A Comparison of Enalapril with Hydralazine Isosorbide Dinitrate in the Treatment of Chronic Congestive Heart failure - VHEFT-II

Description:

Enalapril vs. hydralazine/nitrates for mortality in moderate heart failure.

Hypothesis:

Enalapril will reduce mortality more than the combination of hydralazine-isosorbide dinitrate in patients with moderately severe congestive heart failure.

Study Design

Study Design:

Patients Screened: 2,741
Patients Enrolled: 804
NYHA Class: I=(6%), II=(51%),III=(43%)
Mean Follow Up: 2.5 years (6 months - 5.7 years)
Mean Patient Age: 60
Female: 0
Mean Ejection Fraction: 29%

Patient Populations:

Men ages 18-75 (chronic heart failure)
Evidence of cardiac dysfunction - CT ratio > 0.55, left ventricular dimension > 2.7 cm/sqm BSA, or EF < 45% in association with reduced exercise tolerance

Exclusions:

MI or cardiac surgery in prior 3 months
Angina limiting exercise
Obstructive valvular disease
Obstructive pulmonary disease

Primary Endpoints:

Overall 2 year mortality

Secondary Endpoints:

Ejection fraction
Exercise capacity (peak oxygen consumption)
Clinical assessment
Plasma norepinephrine

Drug/Procedures Used:

Enalapril (20 mg/day)
Hydralazine/Isosorbide dinitrate (300/160 mg)

Concomitant Medications:

Nitroglycerin (16%)
Antiarrhythmics (25%)
Anticoagulants (21%)
Digoxin (100%)
Diuretics (100%)

Principal Findings:

Two year mortality significantly lower in Enalapril group (18% versus 25%; p = 0.016)
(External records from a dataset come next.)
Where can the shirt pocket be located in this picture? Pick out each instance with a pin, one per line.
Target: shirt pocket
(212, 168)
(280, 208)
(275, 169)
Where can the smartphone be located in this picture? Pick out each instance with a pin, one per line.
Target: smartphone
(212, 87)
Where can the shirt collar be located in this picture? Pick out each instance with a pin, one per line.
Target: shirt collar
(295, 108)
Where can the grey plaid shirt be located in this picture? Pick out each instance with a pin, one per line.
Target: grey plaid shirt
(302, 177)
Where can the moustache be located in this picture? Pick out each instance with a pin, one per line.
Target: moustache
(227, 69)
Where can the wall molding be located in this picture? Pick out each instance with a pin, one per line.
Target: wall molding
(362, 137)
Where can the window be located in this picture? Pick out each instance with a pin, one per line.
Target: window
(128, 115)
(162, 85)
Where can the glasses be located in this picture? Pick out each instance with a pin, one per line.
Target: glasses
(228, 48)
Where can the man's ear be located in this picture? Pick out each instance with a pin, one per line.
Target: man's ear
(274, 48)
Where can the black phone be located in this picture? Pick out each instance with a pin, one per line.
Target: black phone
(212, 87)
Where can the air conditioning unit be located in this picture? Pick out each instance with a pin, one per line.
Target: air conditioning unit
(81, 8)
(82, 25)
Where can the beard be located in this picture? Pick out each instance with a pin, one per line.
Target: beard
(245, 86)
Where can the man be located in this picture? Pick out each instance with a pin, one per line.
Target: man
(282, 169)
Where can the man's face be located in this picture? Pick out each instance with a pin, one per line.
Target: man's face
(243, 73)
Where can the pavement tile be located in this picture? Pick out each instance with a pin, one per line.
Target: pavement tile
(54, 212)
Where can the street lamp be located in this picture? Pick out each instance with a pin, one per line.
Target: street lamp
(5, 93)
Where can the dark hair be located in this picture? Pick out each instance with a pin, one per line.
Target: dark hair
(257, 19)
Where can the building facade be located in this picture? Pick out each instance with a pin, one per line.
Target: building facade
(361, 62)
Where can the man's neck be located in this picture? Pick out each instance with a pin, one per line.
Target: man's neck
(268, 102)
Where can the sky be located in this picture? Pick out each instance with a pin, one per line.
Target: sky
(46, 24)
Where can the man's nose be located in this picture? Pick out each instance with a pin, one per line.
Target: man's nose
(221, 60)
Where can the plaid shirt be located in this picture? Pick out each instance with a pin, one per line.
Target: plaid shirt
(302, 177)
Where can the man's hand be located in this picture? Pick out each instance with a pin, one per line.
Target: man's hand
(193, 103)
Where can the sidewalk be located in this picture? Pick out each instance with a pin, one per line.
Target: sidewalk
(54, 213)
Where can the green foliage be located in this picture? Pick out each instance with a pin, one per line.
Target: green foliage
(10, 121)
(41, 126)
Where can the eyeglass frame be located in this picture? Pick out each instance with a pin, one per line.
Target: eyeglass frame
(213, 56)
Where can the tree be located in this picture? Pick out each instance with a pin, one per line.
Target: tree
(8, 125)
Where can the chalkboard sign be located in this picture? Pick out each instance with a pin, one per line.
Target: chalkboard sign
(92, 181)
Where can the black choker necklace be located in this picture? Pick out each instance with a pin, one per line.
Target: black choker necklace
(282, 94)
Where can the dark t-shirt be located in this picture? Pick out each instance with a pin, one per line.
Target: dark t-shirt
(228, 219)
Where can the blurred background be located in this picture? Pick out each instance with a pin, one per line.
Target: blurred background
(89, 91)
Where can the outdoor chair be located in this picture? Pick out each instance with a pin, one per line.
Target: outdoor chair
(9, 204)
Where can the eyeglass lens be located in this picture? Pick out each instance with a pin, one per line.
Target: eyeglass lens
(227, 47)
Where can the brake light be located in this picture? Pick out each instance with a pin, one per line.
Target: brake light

Overall mortality also lower with Enalapril but did not reach statistical significance for duration of follow-up (p = 0.08).

Lower mortality in Enalapril group due to lower incidence of sudden death.

Ejection fraction increased in both groups but was significantly greater in hydralazine/isosorbide dinitrate group.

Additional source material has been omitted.